One rule for the politicians and another rule for the rest of us
Saturday 25th September 2010, 3:00PM BST.
THERE’S something intrinsically unfair about telling other people to do things that you yourself refuse to do.
After the decisions made in the States last week, States Members are going to have to get used to the fact that the people who may have voted them in at the last election may not be so minded next time around. Because those decisions most definitely give the impression that there is one rule for the politicians and another rule for the rest of us.
The core gripe is that despite making cuts in services to children and the disabled, they have refused to debate their own pay rises.
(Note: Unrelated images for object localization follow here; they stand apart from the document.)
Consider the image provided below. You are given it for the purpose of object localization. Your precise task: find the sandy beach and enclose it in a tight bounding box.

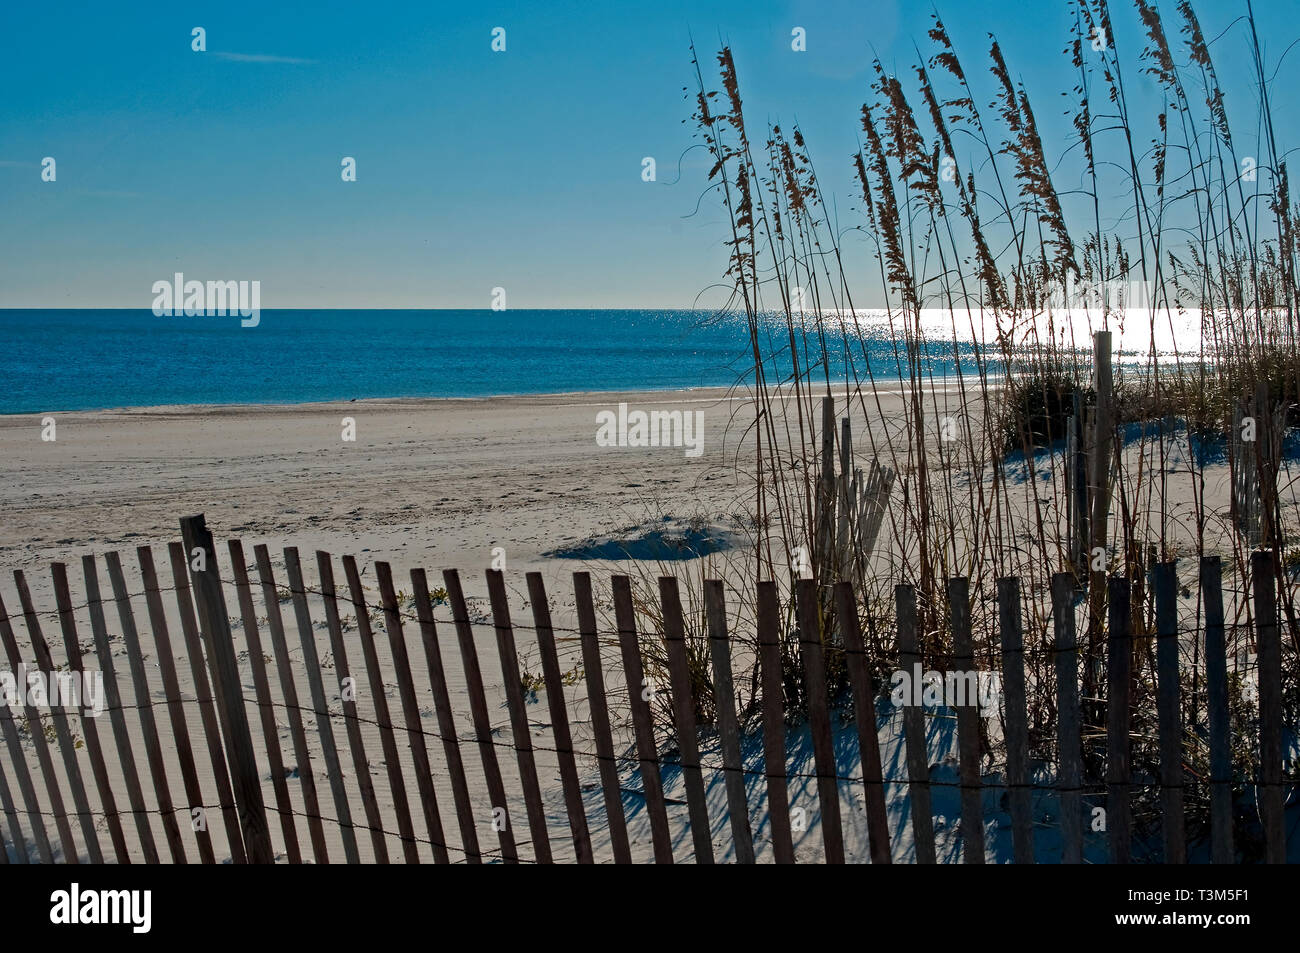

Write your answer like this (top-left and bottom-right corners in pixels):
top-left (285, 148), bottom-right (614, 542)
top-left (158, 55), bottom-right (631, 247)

top-left (0, 388), bottom-right (743, 583)
top-left (0, 383), bottom-right (991, 593)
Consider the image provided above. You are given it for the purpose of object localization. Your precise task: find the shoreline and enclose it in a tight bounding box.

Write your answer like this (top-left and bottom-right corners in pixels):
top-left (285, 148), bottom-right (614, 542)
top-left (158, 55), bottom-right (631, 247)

top-left (0, 376), bottom-right (999, 420)
top-left (0, 379), bottom-right (984, 596)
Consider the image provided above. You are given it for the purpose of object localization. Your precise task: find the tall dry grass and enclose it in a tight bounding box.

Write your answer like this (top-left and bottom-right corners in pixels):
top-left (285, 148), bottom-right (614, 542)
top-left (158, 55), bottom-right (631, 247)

top-left (655, 0), bottom-right (1300, 853)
The most frequent explanation is that States Members’ pay is set by an independent body and it would not be appropriate for them to discuss those decisions made on their behalf.
Underlying this explanation, however, must be a conviction among certain States Members that they jolly well deserve their pay rise – regardless of the fact that many of those out in the real private-sector world haven’t even thought about a pay rise for, well, quite some time. There is, after all, a recession on.
By the same token, people who will have their services cut are, in no particular order, schoolchildren who will no longer get their third of a pint a day; people who are trying to bring tourism business to the Island; students of foreign languages; people who have been injured and who find the hydrotherapy pool of help in alleviating aches and pains and in keeping their joints mobile; those with psychological problems; the disabled; and users of community health organisations set up for a range of afflictions, including mental health problems.
It has to be acknowledged that a number of these groups are unable to speak up for themselves, or are unlikely to do so, given their particular circumstances.
So while our States Members are contemplating the increase in the money in their pockets, perhaps they will take time to put aside the question of how much their job is worth and think – even for a brief moment – about the people who believed the lies they told during the last election hustings, and those who once upon a time put their trust in them to do their best for this community. Particularly those unable to speak for themselves – schoolchildren, disabled people, and the mentally ill.
There must, surely, be less vulnerable groups from which services could be cut or removed altogether. Unfortunately those less vulnerable groups are far more likely to bombard politicians with objections and criticism, which is, in my humble opinion, why their funding has been left intact.